However the material deposited in the receptacle at the time of manufacture of a capsule belt is not limited to an incendiary material, and is only dependant on the desired application of the capsules in the belt. For example for the purposes of say revegetation of an area, at the time of manufacturing the belts, the material deposited into each receptacle may be a plant seed possibly together with a quantity of a growing medium for the seed. Subsequently a second material such as a liquid nutrient or simply just water may be injected into each capsule prior to or substantially simultaneous with severing the injected capsule from the belt and dispensing the capsule. This may be conducted in an airborne manner such as described above in relation to the dispensing of incendiaries, or from the back of a land vehicle traversing the ground.
In yet another example the receptacles may be loaded with one or more sensors and the corresponding capsules severed from a belt and dispensed. In this example no second material or substance is injected into the capsule before dispensing.
Embodiments of the method contemplate the manufacture of capsule belts from a plastics material. Throughout this specification and claims the term “plastics material” is intended to be interpreted broadly to encompass synthetic or fossil fuel derived plastics material and bioplastics material, unless from the specific context of the use of this term an alternate meaning is clearly intended. The term “bioplastic” is intended to be interpreted broadly to encompass forms of plastics which are able to biodegrade in time and there by minimise adverse environmental effects. Non limiting examples of synthetic or fossil fuel derived plastics material are: polyethylene terephthalate; high-density polyethylene; polyvinyl chloride; low-density polyethylene; and polypropylene. Non limiting examples of bioplastics are: starch based plastics, cellulose based plastics, bioplastic derived from microbiota; and polylatic acid (PLA) plastics.
However in an alternate example one or more plant seeds and optionally a growing medium such as sand can be deposited in each receptacle.
Once the material 18 has been deposited, at step 26 a second strip of material, also exemplified by a plastics material is attached over the first strip to close the receptacles. The second strip maybe provided as a roll of a thin plastic materials sheet wound about a drum.
With the second strip of plastics material now attached to first strip and closing the receptacles, there is now produced a matrix of sealed capsules. In order to form individual capsule belts 12, the matrix of capsules is cut into rows at step 28. The belts 12 may be wound onto individual drums or reels forming respective magazines which can be loaded into a dispensing machine for subsequent dispensing of individual capsules from the belt.

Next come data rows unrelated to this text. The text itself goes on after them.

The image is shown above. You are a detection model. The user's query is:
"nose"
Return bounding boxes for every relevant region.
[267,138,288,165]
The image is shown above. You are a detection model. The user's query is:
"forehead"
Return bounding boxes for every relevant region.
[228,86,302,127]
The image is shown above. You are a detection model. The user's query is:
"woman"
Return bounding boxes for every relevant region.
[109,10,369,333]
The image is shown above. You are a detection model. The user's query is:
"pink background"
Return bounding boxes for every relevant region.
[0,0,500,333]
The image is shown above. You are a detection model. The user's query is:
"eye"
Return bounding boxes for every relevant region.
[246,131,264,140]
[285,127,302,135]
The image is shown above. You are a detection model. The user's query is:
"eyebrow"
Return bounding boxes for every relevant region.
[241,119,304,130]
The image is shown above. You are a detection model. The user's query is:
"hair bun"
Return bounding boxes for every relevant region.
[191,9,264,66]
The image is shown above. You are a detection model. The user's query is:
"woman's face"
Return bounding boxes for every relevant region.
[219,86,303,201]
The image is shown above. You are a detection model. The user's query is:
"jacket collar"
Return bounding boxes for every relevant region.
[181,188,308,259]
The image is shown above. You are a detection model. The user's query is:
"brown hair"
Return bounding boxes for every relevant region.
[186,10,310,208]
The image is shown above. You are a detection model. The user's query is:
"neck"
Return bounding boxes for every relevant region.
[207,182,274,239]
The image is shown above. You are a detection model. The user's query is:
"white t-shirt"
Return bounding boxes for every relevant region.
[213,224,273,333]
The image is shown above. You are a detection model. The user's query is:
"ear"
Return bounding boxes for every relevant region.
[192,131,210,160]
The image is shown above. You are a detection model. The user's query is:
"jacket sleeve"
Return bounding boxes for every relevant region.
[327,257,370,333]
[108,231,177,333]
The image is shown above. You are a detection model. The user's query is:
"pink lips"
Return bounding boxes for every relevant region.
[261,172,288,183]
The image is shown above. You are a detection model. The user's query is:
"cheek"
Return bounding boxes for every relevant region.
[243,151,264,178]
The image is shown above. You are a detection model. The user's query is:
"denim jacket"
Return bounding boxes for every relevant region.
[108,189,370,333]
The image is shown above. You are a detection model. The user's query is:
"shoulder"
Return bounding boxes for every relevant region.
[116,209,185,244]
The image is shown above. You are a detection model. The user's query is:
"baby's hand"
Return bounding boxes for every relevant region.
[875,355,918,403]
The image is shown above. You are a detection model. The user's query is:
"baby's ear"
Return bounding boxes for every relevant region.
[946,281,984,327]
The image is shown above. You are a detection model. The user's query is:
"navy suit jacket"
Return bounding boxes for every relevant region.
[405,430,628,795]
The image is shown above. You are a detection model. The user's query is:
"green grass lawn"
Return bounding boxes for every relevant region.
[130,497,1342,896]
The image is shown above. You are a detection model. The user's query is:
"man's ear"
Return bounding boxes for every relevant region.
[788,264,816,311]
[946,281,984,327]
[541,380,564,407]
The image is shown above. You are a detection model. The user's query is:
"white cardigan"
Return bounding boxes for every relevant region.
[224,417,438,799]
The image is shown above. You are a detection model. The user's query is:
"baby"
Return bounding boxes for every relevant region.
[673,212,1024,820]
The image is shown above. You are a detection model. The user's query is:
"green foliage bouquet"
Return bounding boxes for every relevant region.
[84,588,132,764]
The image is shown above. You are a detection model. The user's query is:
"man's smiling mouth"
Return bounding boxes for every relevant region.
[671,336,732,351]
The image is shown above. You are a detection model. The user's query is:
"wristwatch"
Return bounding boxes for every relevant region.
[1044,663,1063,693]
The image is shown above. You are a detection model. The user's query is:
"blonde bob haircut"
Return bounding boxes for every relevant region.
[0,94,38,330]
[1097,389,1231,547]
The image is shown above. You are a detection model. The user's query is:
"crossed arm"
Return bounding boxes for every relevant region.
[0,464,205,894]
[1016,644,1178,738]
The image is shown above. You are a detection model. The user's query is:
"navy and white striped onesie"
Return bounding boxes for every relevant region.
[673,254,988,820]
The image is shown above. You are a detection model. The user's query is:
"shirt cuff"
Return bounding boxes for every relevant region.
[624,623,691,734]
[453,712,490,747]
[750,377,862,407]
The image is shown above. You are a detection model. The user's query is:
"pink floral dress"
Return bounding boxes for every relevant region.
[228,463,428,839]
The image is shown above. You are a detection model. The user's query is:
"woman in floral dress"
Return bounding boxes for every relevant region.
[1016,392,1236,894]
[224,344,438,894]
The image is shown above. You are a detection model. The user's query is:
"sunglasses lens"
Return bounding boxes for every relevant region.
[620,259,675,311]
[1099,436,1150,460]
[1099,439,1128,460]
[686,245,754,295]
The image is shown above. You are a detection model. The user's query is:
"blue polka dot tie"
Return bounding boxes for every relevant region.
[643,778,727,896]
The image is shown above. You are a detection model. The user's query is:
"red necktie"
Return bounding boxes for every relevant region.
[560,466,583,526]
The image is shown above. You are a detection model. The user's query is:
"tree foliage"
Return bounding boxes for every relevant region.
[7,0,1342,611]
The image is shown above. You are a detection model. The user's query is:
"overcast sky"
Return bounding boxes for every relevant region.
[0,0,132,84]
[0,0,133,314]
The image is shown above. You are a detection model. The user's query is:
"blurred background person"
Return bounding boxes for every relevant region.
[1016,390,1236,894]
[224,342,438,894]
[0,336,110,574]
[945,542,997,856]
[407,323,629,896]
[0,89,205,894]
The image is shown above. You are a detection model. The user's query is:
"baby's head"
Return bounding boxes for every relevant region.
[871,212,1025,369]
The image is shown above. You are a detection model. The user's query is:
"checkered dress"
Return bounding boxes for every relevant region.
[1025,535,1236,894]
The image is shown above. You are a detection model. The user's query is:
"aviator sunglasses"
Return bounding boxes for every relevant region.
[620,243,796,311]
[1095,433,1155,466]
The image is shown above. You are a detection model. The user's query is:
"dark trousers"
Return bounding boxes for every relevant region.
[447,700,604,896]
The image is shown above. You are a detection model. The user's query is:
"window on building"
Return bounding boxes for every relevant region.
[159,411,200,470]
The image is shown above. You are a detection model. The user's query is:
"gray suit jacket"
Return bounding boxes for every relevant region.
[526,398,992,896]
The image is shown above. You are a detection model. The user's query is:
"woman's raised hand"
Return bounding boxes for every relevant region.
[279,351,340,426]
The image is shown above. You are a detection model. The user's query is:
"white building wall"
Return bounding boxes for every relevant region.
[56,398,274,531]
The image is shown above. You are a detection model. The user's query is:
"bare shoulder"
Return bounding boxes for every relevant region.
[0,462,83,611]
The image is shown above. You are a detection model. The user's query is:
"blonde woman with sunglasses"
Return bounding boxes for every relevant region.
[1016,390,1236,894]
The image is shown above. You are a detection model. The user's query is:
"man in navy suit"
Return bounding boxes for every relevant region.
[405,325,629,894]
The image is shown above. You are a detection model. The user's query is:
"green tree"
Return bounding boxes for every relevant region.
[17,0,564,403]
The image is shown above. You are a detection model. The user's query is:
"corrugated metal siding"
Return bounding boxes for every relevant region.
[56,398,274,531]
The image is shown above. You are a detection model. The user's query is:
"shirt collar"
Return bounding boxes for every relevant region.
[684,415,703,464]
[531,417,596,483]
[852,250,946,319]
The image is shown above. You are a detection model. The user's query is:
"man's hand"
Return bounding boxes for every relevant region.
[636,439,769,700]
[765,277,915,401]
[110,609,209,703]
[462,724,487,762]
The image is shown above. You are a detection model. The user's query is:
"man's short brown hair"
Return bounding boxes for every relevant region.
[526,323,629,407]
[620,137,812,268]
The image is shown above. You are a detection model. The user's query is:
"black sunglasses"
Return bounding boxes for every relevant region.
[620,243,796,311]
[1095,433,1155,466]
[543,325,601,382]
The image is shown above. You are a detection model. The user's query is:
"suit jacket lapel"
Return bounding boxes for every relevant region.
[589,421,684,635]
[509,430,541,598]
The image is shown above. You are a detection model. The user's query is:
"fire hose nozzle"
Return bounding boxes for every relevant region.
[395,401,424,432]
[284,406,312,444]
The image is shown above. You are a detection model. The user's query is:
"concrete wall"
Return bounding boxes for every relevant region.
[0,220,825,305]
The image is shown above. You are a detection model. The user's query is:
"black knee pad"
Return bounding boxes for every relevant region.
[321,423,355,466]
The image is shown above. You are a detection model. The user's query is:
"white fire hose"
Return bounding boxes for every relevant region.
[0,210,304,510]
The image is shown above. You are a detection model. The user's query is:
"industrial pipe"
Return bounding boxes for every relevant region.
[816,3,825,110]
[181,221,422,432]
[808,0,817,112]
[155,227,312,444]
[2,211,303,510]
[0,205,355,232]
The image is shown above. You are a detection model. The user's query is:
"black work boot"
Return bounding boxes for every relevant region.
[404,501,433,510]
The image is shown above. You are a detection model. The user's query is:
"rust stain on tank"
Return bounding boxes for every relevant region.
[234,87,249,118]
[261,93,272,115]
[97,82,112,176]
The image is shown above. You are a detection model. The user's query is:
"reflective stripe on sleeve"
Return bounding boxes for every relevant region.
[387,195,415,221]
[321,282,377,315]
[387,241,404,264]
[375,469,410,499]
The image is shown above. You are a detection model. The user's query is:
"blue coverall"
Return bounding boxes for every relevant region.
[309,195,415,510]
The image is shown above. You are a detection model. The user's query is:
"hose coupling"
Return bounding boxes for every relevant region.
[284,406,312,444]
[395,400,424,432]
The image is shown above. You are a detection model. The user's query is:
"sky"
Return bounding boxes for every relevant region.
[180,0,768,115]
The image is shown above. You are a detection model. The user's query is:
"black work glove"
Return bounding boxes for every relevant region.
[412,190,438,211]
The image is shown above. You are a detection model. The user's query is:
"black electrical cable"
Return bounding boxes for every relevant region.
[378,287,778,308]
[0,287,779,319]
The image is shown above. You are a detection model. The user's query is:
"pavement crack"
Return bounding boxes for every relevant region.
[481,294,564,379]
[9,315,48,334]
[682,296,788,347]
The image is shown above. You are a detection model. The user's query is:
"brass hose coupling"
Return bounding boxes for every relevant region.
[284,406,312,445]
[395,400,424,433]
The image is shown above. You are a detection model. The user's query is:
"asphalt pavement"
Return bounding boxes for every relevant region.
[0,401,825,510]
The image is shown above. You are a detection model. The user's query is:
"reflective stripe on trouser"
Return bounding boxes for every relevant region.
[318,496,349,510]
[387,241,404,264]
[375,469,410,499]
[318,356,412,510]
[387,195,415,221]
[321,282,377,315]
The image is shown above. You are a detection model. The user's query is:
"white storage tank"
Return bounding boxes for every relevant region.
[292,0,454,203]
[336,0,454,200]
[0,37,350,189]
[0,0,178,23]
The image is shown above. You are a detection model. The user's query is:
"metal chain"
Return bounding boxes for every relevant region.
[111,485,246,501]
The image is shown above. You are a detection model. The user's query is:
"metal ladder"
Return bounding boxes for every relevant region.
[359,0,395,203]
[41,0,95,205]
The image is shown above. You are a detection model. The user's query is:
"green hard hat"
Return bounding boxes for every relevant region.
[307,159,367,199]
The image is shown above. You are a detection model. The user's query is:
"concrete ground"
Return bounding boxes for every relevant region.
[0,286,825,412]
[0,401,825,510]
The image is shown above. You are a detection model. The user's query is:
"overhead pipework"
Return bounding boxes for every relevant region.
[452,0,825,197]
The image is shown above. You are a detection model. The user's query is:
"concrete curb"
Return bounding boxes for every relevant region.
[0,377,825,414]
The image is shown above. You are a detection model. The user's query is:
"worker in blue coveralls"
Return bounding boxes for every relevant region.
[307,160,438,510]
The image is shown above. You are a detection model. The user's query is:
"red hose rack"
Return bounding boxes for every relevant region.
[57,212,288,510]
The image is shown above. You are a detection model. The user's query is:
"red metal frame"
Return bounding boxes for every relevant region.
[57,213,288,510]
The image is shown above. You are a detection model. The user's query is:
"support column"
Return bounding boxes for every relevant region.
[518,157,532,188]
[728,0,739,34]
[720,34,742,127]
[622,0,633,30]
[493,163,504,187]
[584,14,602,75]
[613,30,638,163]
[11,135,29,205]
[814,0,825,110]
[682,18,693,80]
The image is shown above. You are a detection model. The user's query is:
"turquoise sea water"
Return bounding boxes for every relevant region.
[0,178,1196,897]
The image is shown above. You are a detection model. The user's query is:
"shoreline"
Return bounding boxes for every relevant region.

In one embodiment it is envisaged that the first and second strips of plastics material are made from the same type of plastics material although the second strip may have a thickness in the order of between 20%-60% the thickness of the first strip. In one example, the first strip may have a thickness in the order of between 200 μm to 1000 μm where the second strip has a thickness in the order of between 200 μm and 400 μm. The second strip may have a layer of adhesive material pre applied on one side to facilitated attachment to the first strip and sealing of the receptacles.
In an alternate embodiment however the first and second strips may be made from different materials. Further the second strip can comprise for example an adhesive strip, being a strip of material with an adhesive material on one side to facilitate attachment to the capsules.
The forming mechanism is pushed into hollows formed in a vacuum forming plate beneath the strip S1 to assist in forming and shaping the receptacles. Thus, during the vacuum forming process, strip S1 is placed on top of a vacuum forming plate. Heat and vacuum is applied to conform the strip S1 to the hollows in the vacuum forming plate. To ensure correct formation of receptacles 16, the forming mechanism, is lowered toward the vacuum forming plate and into receptacles 16 so that strip S1 is acted upon on opposite sides by the vacuum forming plate and the plug.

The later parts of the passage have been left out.